Yes, you need to understand technology and cybersecurity architecture. No, it doesn’t matter what your business is about – you need to understand this if you want your business to succeed.
No, it’s not “fair”.
No, there’s not enough time in a day.
Yes, you already have too much to do.
Sure, I get all of that. But my observation still stands.
As an entrepreneur and business owner who runs a CyberSecurity and Technology consultancy, there are things I would love to focus exclusively on, too. I could say that sales and marketing and human resource management are not my thing. But, how long could I manage to stay in business if I did that?
I don’t need to be a marketing professional. Or a super sales pro. Or an expert talent scout.
But I do need to understand enough about those areas of my business to appreciate the value of those functions, and to be able to ask the right questions of those who I ultimately hire or collaborate with to make those functions work for me. If I know nothing, I won’t know if my needs are being met at an appropriate cost.
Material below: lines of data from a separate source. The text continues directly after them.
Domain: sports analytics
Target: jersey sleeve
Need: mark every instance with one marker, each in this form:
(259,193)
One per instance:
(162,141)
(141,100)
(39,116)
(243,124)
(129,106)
As a business owner, you are also a data owner, and it is likely that you leverage a fair amount of technology in your business operations. You absolutely need to understand enough about data management and data security in order to make good decisions for your business, its employees, and its customers. And this includes understanding just a little bit about how the systems that you depend upon work, so that you can ask the right questions and obtain the right assurances from the right people about the safety of your data.
It is true that I don’t need to be a mechanic in order to drive myself around, but having some understanding of what goes on under the hood of my vehicle will go a long way to me managing it better, and deriving maximum value from my vehicle.
When you are deciding whether or not to store your data with a specific provider, or use a specific service, or purchase a new application – whether cloud-based or on-premises – an understanding of how the prospective solution manages critical and sensitive data is vital to avoiding surprises and gotchas down the road.
Before committing to a new service or vendor, be sure you have good answers to the following:
- Where will my data be, and how will it be protected?
- How will access to my data be monitored, and will I be able to get a record of access?
- What are the policies and procedures around data retention and deletion?
That’s great for the 30,000ft view, but let’s get a little bit more detailed with our requests:
- Who is responsible for securing this data?
- Is my data physically or logically segregated from the data of other customers?
- How is the data secured when it is being transmitted from points A to B?
- Where will the data be stored?
- What encryption algorithms are used to protect the data?
- Who can access the data, and is that access logged?
- How else is the data secured when it is sitting at rest?
- How is the data backed up, and who performs the backup?
- Where will the backups be stored?
- How long are the backups maintained?
- Who can access the backups, and is that access logged?
- What encryption algorithms are used to protect the backups?
- If I opt to delete the data, how long is it before it is actually deleted? (hard deleted)
- What is the process for me exporting my complete data set?
- What processes do you have for monitoring data breaches?
- What processes do you have for informing me of data breaches?
- Tell me more about your security and compliance program?
This is not an exhaustive list of questions, by the way. But it is a good start, and will almost lead to other questions once you hear some of the answers.
Don’t assume that because a company is well known, they are doing the right thing with your data. They might have poor processes. Or, they might have a poor implementation of security. Or, they may offer the security you want at a higher tier than what you are planning to pay into.
This same approach is important for your role as a consumer, not just when you are in business owner or department head mode. Many people use internet services without due consideration of where their data will go, or what a breach will mean to them and their family.
You do not need to become a cybersecurity or technology professional, but you certainly need to understand the data security implications of the decisions you plan to make. A lot of people in 2021 have already made huge mistakes with data management and data security. Don’t become one of them.
A little knowledge doesn’t have to make you dangerous. It could, instead, make you just a little bit safer.